L’intérêt de la thèse de Nicolas Eyguesier est donc de nous montrer que nous sommes, au 21° siècle devenus sans doute incapables de lire les auteurs libéraux anciens tant le filtre « anti-libéral » promus par des auteurs comme Michéa semble puissamment intériorisé. Non, il n’y avait pas consensus sur l’industrie au début du 19° siècle. Non, les libéraux ne furent pas particulièrement moteurs dans la naissance de la société industrielle.
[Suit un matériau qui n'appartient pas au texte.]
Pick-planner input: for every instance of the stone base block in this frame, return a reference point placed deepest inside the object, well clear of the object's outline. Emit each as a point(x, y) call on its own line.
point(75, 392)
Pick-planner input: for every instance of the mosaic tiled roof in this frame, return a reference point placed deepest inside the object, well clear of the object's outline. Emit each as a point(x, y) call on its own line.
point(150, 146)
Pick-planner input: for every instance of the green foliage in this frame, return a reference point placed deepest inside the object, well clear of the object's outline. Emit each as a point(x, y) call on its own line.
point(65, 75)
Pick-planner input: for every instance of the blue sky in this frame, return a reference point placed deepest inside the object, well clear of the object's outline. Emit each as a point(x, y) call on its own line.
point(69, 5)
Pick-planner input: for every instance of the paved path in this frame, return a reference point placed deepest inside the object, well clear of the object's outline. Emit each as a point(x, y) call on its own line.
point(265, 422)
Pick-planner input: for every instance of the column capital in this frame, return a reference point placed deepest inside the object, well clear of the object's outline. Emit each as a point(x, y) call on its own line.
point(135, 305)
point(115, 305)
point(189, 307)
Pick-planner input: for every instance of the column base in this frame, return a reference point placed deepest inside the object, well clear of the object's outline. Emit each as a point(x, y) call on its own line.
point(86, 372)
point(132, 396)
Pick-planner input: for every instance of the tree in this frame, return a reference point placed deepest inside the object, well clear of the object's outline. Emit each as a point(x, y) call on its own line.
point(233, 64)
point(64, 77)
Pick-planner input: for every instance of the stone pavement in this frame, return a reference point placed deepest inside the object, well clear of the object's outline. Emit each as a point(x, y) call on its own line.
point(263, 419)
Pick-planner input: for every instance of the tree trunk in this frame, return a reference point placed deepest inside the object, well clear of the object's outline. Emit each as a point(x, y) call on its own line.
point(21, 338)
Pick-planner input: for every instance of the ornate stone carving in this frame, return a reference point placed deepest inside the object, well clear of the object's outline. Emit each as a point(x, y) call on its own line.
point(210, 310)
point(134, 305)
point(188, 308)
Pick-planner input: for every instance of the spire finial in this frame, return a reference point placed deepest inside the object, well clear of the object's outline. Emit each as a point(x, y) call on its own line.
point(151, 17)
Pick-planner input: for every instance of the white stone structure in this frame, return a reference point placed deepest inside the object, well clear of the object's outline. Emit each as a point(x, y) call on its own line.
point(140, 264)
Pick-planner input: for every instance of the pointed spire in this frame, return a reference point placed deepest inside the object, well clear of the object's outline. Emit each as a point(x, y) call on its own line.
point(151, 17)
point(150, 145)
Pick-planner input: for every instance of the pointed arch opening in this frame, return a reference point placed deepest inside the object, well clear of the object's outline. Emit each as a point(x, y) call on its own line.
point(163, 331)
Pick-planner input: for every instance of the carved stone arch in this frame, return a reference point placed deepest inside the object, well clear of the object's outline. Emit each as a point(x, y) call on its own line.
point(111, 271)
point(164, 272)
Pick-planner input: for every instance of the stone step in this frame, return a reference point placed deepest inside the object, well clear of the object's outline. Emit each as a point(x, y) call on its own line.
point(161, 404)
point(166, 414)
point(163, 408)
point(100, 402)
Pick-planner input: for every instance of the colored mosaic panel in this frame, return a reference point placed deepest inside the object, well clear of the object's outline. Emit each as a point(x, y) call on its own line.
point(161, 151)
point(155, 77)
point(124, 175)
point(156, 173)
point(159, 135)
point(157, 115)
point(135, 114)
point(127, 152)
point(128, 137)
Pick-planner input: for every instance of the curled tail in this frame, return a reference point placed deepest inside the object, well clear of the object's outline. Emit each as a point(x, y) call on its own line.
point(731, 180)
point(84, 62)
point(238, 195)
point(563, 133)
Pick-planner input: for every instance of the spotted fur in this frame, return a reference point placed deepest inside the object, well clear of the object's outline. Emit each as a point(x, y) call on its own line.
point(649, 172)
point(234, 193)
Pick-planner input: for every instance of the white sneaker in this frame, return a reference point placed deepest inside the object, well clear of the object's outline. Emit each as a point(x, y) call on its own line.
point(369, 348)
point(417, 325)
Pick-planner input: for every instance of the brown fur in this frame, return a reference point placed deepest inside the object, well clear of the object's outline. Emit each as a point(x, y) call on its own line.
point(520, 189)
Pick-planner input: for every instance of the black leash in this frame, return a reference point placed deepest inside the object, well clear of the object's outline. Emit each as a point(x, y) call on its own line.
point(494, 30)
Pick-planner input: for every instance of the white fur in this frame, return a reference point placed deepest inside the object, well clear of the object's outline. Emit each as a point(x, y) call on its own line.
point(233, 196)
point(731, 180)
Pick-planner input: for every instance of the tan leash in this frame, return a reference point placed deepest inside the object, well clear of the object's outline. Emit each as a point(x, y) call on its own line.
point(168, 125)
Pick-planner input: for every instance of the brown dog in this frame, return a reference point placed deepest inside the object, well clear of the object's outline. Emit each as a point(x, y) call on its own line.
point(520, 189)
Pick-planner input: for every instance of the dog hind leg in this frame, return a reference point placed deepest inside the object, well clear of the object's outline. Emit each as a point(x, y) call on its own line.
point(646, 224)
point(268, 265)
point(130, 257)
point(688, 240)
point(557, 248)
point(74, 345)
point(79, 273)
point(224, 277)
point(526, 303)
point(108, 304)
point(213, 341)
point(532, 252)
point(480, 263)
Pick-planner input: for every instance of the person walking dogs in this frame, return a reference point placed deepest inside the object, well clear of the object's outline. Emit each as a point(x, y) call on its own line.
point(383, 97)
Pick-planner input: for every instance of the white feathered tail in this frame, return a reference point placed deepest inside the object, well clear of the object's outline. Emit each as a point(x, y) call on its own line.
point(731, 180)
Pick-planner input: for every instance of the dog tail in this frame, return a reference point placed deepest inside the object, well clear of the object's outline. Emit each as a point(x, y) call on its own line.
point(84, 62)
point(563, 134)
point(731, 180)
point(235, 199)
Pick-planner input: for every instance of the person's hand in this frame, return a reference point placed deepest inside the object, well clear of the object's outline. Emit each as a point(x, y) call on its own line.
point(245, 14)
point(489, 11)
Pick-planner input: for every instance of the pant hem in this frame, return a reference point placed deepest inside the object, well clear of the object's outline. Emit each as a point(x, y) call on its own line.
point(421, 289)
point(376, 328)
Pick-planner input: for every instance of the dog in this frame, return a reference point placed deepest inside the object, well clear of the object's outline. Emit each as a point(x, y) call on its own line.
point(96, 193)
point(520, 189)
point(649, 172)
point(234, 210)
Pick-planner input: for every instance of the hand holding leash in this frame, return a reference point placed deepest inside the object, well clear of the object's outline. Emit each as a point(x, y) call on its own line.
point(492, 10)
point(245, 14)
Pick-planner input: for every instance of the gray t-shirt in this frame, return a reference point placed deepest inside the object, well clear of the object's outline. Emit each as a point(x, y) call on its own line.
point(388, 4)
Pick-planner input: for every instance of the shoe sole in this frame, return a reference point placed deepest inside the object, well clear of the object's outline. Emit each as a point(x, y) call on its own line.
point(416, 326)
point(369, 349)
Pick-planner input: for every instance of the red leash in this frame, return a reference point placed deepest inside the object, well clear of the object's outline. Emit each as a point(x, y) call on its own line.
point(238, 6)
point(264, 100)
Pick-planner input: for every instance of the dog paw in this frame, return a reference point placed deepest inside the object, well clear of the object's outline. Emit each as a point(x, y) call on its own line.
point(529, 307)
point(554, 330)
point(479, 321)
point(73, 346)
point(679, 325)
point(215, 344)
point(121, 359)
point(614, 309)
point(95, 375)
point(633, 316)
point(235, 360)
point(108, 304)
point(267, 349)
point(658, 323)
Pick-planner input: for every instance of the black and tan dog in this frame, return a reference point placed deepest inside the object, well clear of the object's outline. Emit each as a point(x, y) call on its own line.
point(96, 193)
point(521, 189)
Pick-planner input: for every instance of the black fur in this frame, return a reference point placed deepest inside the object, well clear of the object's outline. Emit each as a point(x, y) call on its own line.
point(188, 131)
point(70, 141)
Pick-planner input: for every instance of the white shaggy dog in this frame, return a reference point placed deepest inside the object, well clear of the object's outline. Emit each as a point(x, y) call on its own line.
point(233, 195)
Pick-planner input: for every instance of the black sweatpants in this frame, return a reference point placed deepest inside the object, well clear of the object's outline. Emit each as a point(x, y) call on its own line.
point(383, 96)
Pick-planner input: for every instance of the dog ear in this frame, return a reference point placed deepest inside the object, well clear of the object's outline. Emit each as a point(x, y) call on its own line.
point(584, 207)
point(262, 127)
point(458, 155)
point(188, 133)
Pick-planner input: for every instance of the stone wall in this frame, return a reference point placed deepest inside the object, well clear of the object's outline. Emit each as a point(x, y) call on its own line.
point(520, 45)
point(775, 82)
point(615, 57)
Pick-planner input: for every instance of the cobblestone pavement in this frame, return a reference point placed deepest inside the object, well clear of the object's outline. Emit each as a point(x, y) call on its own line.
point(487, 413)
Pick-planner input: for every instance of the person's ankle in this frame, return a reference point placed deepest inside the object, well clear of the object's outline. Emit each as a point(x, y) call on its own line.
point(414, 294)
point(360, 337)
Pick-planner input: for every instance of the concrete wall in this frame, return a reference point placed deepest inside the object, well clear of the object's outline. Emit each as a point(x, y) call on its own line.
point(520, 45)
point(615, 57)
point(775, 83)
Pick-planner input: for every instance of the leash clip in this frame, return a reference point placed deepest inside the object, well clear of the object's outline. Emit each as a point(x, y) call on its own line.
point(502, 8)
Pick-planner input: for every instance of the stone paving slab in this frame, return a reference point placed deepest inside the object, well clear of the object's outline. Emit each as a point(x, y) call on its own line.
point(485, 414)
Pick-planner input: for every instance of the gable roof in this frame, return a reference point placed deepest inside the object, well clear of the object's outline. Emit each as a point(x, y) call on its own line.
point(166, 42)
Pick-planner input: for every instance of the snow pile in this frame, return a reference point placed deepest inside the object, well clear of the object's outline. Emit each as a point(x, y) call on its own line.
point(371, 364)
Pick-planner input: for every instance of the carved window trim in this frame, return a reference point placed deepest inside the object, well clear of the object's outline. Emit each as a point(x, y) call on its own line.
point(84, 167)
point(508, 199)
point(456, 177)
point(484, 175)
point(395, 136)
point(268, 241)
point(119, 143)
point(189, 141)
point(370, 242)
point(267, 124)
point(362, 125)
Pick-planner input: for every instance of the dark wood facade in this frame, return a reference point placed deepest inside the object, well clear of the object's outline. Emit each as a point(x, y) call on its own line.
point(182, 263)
Le « désencastrement » de l’économie cher à Karl Polanyi ne s’est pas opéré avec une baguette magique (les idées d’Adam Smith), mais avec un pied de biche : la puissance des industriels et des Etats. On retrouve ici beaucoup des réflexions menées par Jean-Baptiste Fressoz sur l’invention du risque industriel au 19° siècle dans L’apocalypse joyeuse (Seuil, 2012) : plutôt que de passer par le grand récit des idées pour comprendre l’état de notre monde, il est sans doute préférable de lire réellement les textes et les archives. A les lire on peut alors reconstruire le contexte et voir ressurgir de vieux combats. Le lecteur se rend ainsi compte que la société industrielle nait d’une série de petits putschs parfaitement identifiables menés par des acteurs puissants mais qui n’ont jamais été assurés de leur victoire au moment où ils poussaient leurs pions sur l’échiquier.

A la lumière de cette lecture, une question demeure donc ouverte pour aujourd’hui : que nous apportent les analyses menées en termes de critique du libéralisme ou du néo-libéralisme ? En effet, rares sont les combats contre le monde de l’industrie (par exemple les résistance à l’informatisation trop rapidement évoquées dans le dossier scientifique du présent numéro de jssj) qui ne puissent, comme le faisait Sismondi, s’exprimer en termes de lutte contre les lois de monopole, les politiques d’Etat et les pressions vénales de quelques richissimes industriels. Place au débat.